I believe you will see from that the opening statement fits with where you are in your journey with you {in the dream} following the black haired girl despite the prevailing odds against achieving success. The success is from staying the path and not just outwardly success.

Jerry

Age & Gender & Location {Required}: 65 Cocoa, Fl

Have You Posted Before? Date of Last Post {Use Search and Your Post Name to Help Find Last Post} Yes

How Did You Find the Dream Forum? Yes

Re: Dream

Jerry
Thank you so much for analyzing my dream,I've thought about what you've said I tried to understand my dream with your guidance

First paragraph : I want to become independent and successful and I think I have found my way but it's a long way...There has been two years that I started to read psychoanalytic book and thinking about my dreams. And the day that I saw this dream I have finished "man and his symbols".I started discovering my self after having some serious struggles with my friends. When I look deep down those problems still make me ashamed and feeling guilty. Those problems has caused me take this journey that helped me to grow my personality and be open to new ways of thinking.
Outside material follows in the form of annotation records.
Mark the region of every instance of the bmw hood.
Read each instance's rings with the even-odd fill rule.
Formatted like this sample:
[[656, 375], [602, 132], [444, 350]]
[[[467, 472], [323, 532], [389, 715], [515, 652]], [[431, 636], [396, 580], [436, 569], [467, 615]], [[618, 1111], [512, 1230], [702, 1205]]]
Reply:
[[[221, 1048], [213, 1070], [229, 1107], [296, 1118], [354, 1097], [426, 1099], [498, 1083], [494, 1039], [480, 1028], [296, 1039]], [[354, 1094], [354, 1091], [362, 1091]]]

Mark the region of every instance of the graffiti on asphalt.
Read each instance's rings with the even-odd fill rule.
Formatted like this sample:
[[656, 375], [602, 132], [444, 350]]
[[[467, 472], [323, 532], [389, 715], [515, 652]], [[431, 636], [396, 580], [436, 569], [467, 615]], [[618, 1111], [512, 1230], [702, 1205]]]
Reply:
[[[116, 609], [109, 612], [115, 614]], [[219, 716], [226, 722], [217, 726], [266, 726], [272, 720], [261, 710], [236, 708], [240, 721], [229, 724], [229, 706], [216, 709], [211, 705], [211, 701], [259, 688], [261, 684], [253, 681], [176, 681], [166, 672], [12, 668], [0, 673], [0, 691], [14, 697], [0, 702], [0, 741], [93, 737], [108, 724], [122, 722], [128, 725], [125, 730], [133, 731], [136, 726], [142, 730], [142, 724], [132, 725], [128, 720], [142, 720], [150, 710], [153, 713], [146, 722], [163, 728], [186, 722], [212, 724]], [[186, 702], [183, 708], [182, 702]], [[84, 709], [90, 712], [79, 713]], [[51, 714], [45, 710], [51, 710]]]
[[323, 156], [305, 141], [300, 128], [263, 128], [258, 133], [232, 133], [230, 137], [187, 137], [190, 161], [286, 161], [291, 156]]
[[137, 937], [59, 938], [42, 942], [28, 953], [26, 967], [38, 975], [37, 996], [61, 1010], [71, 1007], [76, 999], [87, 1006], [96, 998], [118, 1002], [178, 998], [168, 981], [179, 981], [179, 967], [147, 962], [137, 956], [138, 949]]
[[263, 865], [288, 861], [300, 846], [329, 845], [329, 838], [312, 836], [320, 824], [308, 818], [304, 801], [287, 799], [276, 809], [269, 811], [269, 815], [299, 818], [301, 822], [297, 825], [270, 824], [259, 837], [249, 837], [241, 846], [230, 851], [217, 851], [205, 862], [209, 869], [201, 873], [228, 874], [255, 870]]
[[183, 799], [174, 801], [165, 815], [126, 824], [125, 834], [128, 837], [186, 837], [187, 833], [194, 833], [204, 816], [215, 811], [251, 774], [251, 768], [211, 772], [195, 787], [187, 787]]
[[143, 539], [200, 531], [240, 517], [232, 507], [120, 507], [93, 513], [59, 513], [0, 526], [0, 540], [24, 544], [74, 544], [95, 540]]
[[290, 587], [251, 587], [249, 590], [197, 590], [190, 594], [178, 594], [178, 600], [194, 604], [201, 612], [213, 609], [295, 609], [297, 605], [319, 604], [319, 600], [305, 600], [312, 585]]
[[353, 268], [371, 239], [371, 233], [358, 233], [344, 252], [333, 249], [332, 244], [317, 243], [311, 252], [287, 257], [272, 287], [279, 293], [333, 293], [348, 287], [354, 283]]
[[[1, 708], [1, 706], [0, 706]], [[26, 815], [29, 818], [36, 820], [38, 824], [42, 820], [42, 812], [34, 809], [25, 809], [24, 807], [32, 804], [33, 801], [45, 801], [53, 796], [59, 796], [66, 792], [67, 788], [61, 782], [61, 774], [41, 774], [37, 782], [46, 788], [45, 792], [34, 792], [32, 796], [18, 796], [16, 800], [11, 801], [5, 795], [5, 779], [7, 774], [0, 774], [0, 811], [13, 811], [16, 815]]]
I think this dream wants to tell me to stay on my way in order to reach wholeness and achieving my goals. And this way is definitely against the norms of my traditional sick society.

Second Paragraph: Maybe mansion is about my life as a medical student. I want to become a psychiatrist and maybe a psychoanalytic therapist later in my life. If I be honest I like being doctor because of the respect that people and relatives gave me but I dont like it very much and so I don't study hard,and for that reason I feel guilty and ashamed that I won't become a good doctor. But others honor me, and part of me respects myself too. I think crippled old man is me and dream wants me to move and dont be passive and study harder. And improper medical baggage is about how I think about myself, a bad doctor!

Third Paragraph: I love this part of your analysis and I think this part is the most complex one. When I look inside I feel that I am not what I am. Like I am hiding my true self from myself and others. Sometimes I feel that I dont believe in what I am saying,and I am not showing my true self. One the greatest achievement that I've reached is trying to recommunicate with my father. We had problems and hated him and blamed him for my passive personality but now I love him and we talk and we both are happy about it. But I guess his influence still affects me and still freezes me and make feel small ... Maybe I have lost my loyalty to my closest friend that orders me too much and this friendship makes me nervous too much! I see my father's influence still affects my life... I have strong emotional impulses that greatly impact my relationship, Maybe dream wants to tell me these are not serious and I act too much. Maybe I am impulsive in order to attract attention of others and my nurturing aspect but I don't get the attention that I want and I feel disappointed but I still try to avoid this truth and act impulsive! In order to reach wholeness and success I have to overcome major obstacles, but I try to avoid them. I think packs resemble some secondary goals that I think I want to reach(like becoming a novelist) that weights me down and don't let me reach my primary goals... I really think I am an unworthy person and this days I think too much about internship and I think I'm not ready for it! I think I won't be successful until I become a perfect psychiatrist and a perfect person but I don't want to try hard for it and want reach it immediately . The nurturing mother archetype tells me to strengthen my animus to overcome obstacles and feel worthy. I really want to be pure:) It's a struggle that I have with myself. And finally! The black haired kind girl, I think she is my powerful anima, and wants to tell me in for having a united animus and anima I must follow my,continue this journey and drop some of my streotypal masculline aspects(I nearly started a fight morning of the day that I saw this dream)

I tried to understand. Thanks for your guidance:)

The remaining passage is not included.